# Jig Hooks (2 questions)



## cygnus-x1 (Oct 12, 2005)

I have a jig mold that requires #4 and #6 hooks. The types the mold declares are wire (flex) hooks as opposed to standard rigid hooks. I plan to use these next year for Kent Narrows and I am worried that if I snag a 26" + with a flex hook I might lose it when it tries to pull me around a piling.

Question 1) Should I be worried? These jigs are small (intended for teasers) but i have never used this type of hook before.

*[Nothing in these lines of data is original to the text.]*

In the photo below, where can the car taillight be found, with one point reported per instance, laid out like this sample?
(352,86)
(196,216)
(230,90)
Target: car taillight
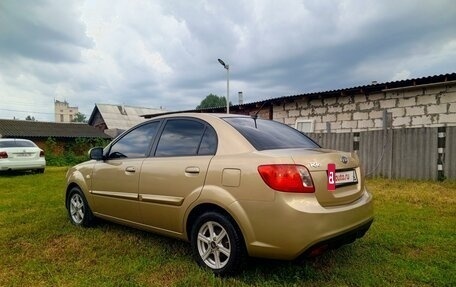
(287,177)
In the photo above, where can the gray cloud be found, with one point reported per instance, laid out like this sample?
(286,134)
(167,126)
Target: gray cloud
(164,53)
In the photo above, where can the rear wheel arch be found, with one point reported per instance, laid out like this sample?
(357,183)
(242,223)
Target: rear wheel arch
(67,193)
(199,210)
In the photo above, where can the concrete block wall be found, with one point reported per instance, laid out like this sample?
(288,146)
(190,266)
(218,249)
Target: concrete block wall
(414,107)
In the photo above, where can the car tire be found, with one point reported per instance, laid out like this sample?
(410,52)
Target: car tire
(218,244)
(78,209)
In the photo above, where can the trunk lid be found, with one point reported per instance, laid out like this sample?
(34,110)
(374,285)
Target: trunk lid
(22,153)
(350,185)
(348,178)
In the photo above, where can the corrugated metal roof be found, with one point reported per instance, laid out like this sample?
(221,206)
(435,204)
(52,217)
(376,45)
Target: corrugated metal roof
(21,128)
(374,87)
(122,117)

Question 2) If I can find a rigid hook in a #4 or #6 with the right shape (90 degree bend) can I use it in place of the flex hook

thanks


----------



## crazyjohnsmojos (May 12, 2005)

*hooks*

cygnus. are you talking about the eagle claw 570 or the 575 hooks.


----------



## cygnus-x1 (Oct 12, 2005)

crazyjohnsmojos said:


> cygnus. are you talking about the eagle claw 570 or the 575 hooks.

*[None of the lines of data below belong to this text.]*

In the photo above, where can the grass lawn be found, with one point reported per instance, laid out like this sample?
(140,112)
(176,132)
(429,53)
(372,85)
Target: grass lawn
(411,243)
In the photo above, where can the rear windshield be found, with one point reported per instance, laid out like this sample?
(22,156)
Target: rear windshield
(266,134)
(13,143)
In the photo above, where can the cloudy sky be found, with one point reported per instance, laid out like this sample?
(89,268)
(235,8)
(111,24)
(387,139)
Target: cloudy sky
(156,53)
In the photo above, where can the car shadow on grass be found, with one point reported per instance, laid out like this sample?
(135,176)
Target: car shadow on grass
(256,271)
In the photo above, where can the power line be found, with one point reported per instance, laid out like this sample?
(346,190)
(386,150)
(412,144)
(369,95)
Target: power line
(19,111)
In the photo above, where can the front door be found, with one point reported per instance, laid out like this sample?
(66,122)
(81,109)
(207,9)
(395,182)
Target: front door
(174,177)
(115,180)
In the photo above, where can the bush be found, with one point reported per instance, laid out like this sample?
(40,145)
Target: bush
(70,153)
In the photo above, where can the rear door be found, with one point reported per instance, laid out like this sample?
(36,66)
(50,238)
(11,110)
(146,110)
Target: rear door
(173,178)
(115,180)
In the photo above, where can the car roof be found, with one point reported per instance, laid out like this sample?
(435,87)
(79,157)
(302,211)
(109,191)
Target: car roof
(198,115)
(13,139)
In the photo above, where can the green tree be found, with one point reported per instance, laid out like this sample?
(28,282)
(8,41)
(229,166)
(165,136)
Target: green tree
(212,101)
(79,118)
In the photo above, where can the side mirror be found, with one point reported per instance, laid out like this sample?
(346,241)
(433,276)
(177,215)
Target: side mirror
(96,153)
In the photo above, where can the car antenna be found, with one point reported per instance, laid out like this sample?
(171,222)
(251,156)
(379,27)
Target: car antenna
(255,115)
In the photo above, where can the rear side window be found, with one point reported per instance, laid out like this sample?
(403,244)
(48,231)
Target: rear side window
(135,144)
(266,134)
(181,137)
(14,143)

Either one. They are both the wire type correct? If not could you explain the difference? thanks


----------



## crazyjohnsmojos (May 12, 2005)

the 570 and 575 hooks are thinner wire hooks. to use a regular hook. say a 630 or 635. you have to machine the mold a little to get the mold to accept the hook. hope this helps you.


----------